Version 1.0 of the Wireless USB specification, which is being promoted as the successor to the USB data transfer method between
electronics devices, should be approved by mid-May, according to Intel.
The Wireless USB specification is for 480Mbps transfer speed over distances of about three meters and it will work at lower speeds up
to a distance of about 10 meters.
A candidate Version 1.0 specification was sent to the Wireless USB Promoter Group on April 1 for a 45 day review, said Jeff
Ravencraft, technology strategist for Intel's Communications Technology Lab, at a press event during the Intel Developer Forum (IDF)
Japan 2005, on Friday.
"The new news is...we'll have the specification finalized on or about May 15," he said.
Version 1.0 of any technology is a key specification that enables developers to start product design. The Wireless USB Promoter
Group, which is authorizing the specification, consists of Agere Systems Inc., Hewlett-Packard, Microsoft, NEC Electronics, Philips
Semiconductors, which is part of Koninklijke Philips Electronics, Samsung Electronics, and Intel.

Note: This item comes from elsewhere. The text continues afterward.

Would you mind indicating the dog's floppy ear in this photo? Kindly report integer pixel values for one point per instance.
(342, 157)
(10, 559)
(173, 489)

Consumers can look forward to a handful of Wireless USB products appearing in shops in the U.S. by the end of this year, with many
more products following in the first half of 2006, Ravencraft said.
NEC Electronics expects to have its first products on sale in Japan during the first half of 2006, according to Yoshiyuki Tomoda, senior
manager at the company's PC Peripheral Systems Division.
Intel is planning to boost Wireless USB's transfer speed to 1Gbps before the end of the decade, said Brad Hosler, Wireless USB
architect at Intel's Communications Technology Lab.